I just read the manual for the Radian and it says nothing about the seatbelts being forward of the seat crease and also it says nothing about how much of the seat needs to be on the vehicle seat.

So I guess I don't understand what the difference is? Isn't the seatbelt going to work either way? Why would a different carseat be able to use that seatbelt? It's not like the seatbelt changed. It's still locked into place. And why would one carseat be able to hang off a bit and not another? I'd love it if someone could explain this logic to me.


----------



## an_aurora (Jun 2, 2006)

Quote:


Originally Posted by *cody'smomma* 
I just read the manual for the Radian and it says nothing about the seatbelts being forward of the seat crease and also it says nothing about how much of the seat needs to be on the vehicle seat.

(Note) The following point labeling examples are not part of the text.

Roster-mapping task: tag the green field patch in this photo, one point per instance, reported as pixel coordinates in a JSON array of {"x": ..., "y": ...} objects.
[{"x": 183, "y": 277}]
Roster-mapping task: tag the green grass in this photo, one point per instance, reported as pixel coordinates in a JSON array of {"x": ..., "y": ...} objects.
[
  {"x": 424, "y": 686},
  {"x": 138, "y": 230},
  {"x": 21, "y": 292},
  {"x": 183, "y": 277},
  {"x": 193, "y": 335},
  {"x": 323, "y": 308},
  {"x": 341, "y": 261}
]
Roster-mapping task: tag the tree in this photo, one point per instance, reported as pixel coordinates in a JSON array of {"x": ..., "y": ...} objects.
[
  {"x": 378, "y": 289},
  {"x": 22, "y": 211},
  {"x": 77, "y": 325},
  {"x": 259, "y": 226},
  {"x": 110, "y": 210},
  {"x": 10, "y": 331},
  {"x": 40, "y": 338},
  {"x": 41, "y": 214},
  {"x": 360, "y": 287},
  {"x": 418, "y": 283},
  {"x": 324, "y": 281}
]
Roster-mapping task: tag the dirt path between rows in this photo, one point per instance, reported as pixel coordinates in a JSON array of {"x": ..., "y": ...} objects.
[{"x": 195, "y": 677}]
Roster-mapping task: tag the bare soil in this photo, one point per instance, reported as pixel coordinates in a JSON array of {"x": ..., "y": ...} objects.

So I guess I don't understand what the difference is? Isn't the seatbelt going to work either way? Why would a different carseat be able to use that seatbelt? It's not like the seatbelt changed. It's still locked into place. And why would one carseat be able to hang off a bit and not another? I'd love it if someone could explain this logic to me.

It's because either it hasn't been tested, or tested and failed, or didn't perform the way it should have. If it strictly prohibits the use of those seatbelts, you can't use them. The hangoff thing is the same way--either it tested and failed, or wasn't tested.


----------